I got my entire family to use it seven or eight years ago. Since then, Wire has continually made changes that have only made the system worse for free users. I assume they're doing it to push people to the paid subscriptions, but it could also simply be developer incompetence. Either way, there isn't a good alternative for a non-techie group of people, amd switching costs are high, so we're stuck on it as it slowly degrades.
Notifications have become consistently more flakey over time, and none of our Android users can "Share" media with the app anymore (it doesn't show up as an option). Wire used to have an animated GIF lookup option built-in - sort of like fancy emojis - which disappeared earlier this year. Group video calls were disabled for the free tier last year. It's a slow enshitification, and I'd recommend not investing time onboarding a bunch of people.
I find Signal to be very user friendly, what don't you like about it?
Metadata. Requiring a phone number to register. And a hostile anti-federation, anti-API stance by Signal. Sure, you can run your own server, but you can't connect to anyone in the official Signal network, and third-party apps are also disallowed.
Wire has the same problem, don't get me wrong.
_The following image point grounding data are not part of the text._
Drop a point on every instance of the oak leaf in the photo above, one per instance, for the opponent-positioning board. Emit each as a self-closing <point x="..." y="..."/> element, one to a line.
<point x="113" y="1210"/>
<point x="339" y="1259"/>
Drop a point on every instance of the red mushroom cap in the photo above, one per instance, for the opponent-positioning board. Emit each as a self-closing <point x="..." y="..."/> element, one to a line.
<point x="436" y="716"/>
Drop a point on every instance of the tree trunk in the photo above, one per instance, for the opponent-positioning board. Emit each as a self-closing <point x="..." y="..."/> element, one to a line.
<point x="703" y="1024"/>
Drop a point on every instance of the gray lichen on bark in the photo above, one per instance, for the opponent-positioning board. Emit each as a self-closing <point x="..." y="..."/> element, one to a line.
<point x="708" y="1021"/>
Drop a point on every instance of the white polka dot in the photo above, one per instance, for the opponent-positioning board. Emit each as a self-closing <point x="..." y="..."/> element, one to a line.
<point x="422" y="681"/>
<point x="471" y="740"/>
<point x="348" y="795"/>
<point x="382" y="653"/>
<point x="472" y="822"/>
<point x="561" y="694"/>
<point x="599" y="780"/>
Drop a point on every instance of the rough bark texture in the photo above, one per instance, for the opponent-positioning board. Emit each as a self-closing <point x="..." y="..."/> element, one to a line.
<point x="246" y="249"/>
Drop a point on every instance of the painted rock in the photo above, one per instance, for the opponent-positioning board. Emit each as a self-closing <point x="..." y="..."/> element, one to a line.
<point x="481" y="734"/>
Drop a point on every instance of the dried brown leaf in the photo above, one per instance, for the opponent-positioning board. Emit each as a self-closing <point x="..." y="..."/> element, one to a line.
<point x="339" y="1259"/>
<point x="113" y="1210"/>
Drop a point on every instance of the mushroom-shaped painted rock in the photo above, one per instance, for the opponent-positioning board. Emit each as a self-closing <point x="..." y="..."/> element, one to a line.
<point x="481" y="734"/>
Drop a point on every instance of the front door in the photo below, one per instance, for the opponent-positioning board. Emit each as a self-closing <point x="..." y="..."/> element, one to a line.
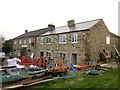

They've been resolutely refusing any third-party connections (mainly requests from Matrix bridge folks). But Signal isn't an improvement on these fonts.
Signal is building straight alternative to WhatsApp. And it is very good because everyone who uses it can easily switch to Signal, without complications. Federation adds many new concepts (problems) for normal human, more latency and makes development way slower which is also very bad for mass adoption. And they are against only of 3rd party clients which use Signal in name. Molly exists, f.e. So Signal rocks 🤟😄
Well, you said it yourself, Wire isn't much different in that regard, so Signal is pretty much a one for one substitute.
I would like federation for Signal too somehow, in fact I use Matrix on the side, in particular with people I don't want to share my phone number with, but that doesn't prevent it from being a very solid option in and of itself
Any alternatives?
Update 2023-09-28
Edits include addl feature discussion, but mainly an update on Session.
~Nope.~ Maybe?
~I may have looked at Session at one point, but don't remember why I put it in the No category. I'll have to review it again.~ See my update at top. Session is currently a contender.
XMPP may be the elephant in the room. I used XMPP for years, back before Google supported it, and after. I know a lot of people advocate it, and I think it's a reasonable option; it's certainly well-established. It leaks a lot of metadata, but then, it wasn't designed with security in mind - all of the security has been bolted on after the fact, frankenstein mode. So has multi-participant chat. In fact, most features have been tacked on, and I guess that's why I avoid it these days. Nothing seems well-integrated and reliably functioning. But YMMV; it may be the best option at the moment.
That is largely a myth. Sure metadata protection could be better in XMPP, but it is not worse than in most other chat systems, and certainly much better than in Matrix for example.